It all came to a head yesterday afternoon in the form of a showdown for the ages between the two
brightest minds reddest heads in the office. Francis Ellis vs Kelly Keegs. I had a front row seat to the action. A seat which I instantly vacated the second Francis started a sentence with, "Since when has Barstool Sports been a bastion for women—" (I forget how the rest of the sentence went, but you see where it's going). The debate raged on for what seemed like several hours. I simply minded my own business and watched politely from a far.
I'll be honest with you, I didn't read Kelly Keegs, I Officially Hate The Mean Girls blog. Like everyone else, I formed my own opinion based on conversations I overheard + the most highly upvoted comments on the Barstool Sports Reddit page. But now that I've half-heartedly listened to maybe 30% of this argument, I'm ready to take a firm stance.
John's Stance: I STAND WITH KELLY KEEGS
That's right, I'm not afraid to fucking say it, either.
The Mean Girls stupidity hurts the image of not only the women at Barstool Sports, but Barstool Sports as a whole. What somebody does for content under the Barstool umbrella affects everyone at our company. Dave Portnoy has been meticulously cultivating our image ever since that day in 2003 when he pulled his windowless van up to an unsuspecting stranger's home to present them with the inaugural issue of Barstool Sports. We've been on a meteoric rise ever since.
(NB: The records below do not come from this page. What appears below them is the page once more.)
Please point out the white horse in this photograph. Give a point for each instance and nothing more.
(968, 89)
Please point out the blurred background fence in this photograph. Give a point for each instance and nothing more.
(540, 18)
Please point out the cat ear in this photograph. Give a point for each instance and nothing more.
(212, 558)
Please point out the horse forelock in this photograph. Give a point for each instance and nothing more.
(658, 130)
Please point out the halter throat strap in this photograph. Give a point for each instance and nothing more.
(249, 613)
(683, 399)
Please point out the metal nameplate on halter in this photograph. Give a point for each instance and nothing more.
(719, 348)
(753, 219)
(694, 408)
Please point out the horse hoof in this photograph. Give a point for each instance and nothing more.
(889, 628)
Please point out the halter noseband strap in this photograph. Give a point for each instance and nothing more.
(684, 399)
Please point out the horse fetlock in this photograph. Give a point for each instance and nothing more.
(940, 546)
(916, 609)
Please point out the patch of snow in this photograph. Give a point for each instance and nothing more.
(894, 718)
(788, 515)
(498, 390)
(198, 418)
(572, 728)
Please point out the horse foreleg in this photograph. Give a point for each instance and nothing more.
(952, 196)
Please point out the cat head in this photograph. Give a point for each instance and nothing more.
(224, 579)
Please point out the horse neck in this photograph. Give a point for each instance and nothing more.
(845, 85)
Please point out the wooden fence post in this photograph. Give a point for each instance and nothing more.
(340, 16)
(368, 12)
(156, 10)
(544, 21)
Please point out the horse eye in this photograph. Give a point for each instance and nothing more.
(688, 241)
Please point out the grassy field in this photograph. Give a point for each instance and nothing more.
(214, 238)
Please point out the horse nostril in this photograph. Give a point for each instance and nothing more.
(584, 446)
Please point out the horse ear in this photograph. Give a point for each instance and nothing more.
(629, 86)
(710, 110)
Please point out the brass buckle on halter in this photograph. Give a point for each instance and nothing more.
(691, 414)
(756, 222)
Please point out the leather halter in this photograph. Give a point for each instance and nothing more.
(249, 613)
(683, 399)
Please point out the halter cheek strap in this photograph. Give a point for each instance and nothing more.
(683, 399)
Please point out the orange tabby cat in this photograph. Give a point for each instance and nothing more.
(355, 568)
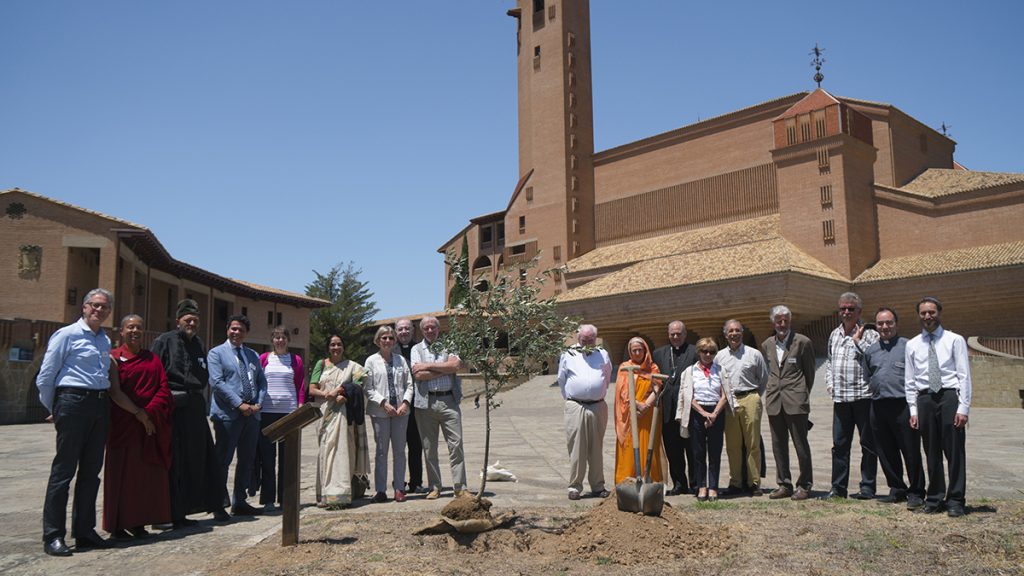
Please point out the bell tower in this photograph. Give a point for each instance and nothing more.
(552, 210)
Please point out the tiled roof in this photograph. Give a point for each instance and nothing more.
(281, 292)
(963, 259)
(730, 234)
(73, 207)
(704, 265)
(936, 182)
(815, 100)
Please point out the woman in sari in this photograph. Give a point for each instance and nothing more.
(138, 445)
(645, 394)
(343, 459)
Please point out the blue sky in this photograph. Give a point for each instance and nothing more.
(262, 139)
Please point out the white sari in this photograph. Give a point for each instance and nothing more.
(343, 460)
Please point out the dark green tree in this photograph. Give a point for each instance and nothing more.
(351, 309)
(509, 311)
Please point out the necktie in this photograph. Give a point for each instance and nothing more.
(934, 376)
(247, 384)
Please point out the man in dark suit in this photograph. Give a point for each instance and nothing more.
(672, 359)
(239, 389)
(791, 377)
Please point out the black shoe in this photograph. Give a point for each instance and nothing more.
(243, 508)
(893, 497)
(833, 495)
(90, 541)
(56, 547)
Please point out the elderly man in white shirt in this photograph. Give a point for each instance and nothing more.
(584, 374)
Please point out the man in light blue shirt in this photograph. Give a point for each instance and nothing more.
(74, 385)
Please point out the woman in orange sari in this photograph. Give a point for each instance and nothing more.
(645, 395)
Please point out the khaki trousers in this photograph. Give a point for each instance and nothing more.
(585, 425)
(742, 433)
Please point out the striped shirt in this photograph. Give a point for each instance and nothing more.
(845, 374)
(281, 384)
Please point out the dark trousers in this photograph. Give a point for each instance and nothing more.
(679, 451)
(240, 435)
(82, 422)
(707, 448)
(846, 416)
(935, 416)
(895, 443)
(782, 426)
(415, 446)
(271, 480)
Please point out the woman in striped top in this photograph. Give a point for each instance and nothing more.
(286, 392)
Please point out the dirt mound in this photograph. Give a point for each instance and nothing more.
(466, 507)
(606, 534)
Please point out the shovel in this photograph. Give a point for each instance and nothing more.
(652, 493)
(628, 491)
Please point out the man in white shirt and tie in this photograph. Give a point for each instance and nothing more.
(938, 394)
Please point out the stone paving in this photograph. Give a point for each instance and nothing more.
(527, 439)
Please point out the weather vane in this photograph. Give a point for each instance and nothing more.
(816, 63)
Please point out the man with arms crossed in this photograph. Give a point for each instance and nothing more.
(436, 402)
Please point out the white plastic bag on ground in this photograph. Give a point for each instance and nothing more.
(498, 472)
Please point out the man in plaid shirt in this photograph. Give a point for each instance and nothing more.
(846, 381)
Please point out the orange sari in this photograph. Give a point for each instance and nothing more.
(624, 435)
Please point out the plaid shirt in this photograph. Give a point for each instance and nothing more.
(846, 377)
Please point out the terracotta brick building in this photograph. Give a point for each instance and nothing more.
(53, 253)
(790, 201)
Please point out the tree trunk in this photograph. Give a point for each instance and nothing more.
(486, 439)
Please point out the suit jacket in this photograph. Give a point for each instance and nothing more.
(226, 383)
(663, 357)
(790, 383)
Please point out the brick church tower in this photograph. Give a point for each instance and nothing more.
(552, 209)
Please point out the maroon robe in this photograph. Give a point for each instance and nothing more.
(135, 484)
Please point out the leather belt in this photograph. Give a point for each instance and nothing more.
(83, 392)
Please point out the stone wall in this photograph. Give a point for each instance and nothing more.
(996, 381)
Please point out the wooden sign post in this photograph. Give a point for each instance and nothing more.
(289, 430)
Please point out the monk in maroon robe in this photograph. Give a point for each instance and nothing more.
(138, 448)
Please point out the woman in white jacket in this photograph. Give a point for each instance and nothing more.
(389, 395)
(704, 395)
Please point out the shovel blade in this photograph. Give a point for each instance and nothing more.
(628, 495)
(652, 498)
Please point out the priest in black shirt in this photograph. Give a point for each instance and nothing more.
(195, 475)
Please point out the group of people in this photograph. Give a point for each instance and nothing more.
(147, 410)
(896, 393)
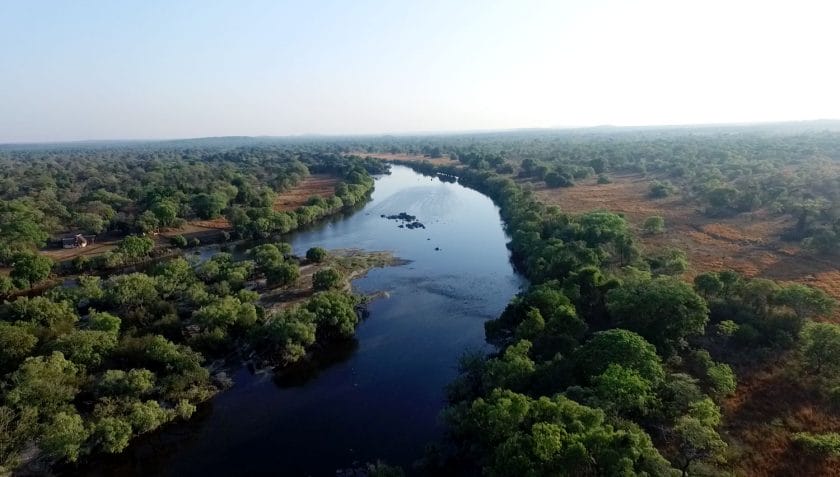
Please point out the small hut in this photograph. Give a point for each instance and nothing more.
(76, 242)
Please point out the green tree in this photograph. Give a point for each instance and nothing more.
(805, 301)
(111, 434)
(131, 290)
(165, 212)
(517, 435)
(623, 391)
(621, 347)
(266, 256)
(708, 284)
(316, 254)
(46, 382)
(335, 313)
(28, 269)
(64, 436)
(21, 225)
(136, 247)
(134, 382)
(283, 274)
(664, 310)
(654, 225)
(86, 347)
(698, 441)
(820, 347)
(209, 206)
(16, 343)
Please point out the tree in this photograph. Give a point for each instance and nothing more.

Not everyone at Barstool is going to agree with each other at all times. Our office has people from all walks of life. Football fans, baseball fans, basketball fans, hockey fans, soccer fans, MMA fans, women, etc. The list goes on and on. But in general, Barstool Sports is successful because we're all in the same boat, paddling in the same direction, and we're not going to stop until we reach the shores of the moon.
Left-side paddle, right-side paddle, left-side paddle, right-side paddle. Everybody taking turns, everybody doing their part to keep the boat on course. The fastest way to the moon is a straight line. But what happens when somebody wants to go a different direction? What if someone goes rogue, and wants to steer our boat to the left? What if they want to go WAYYY left.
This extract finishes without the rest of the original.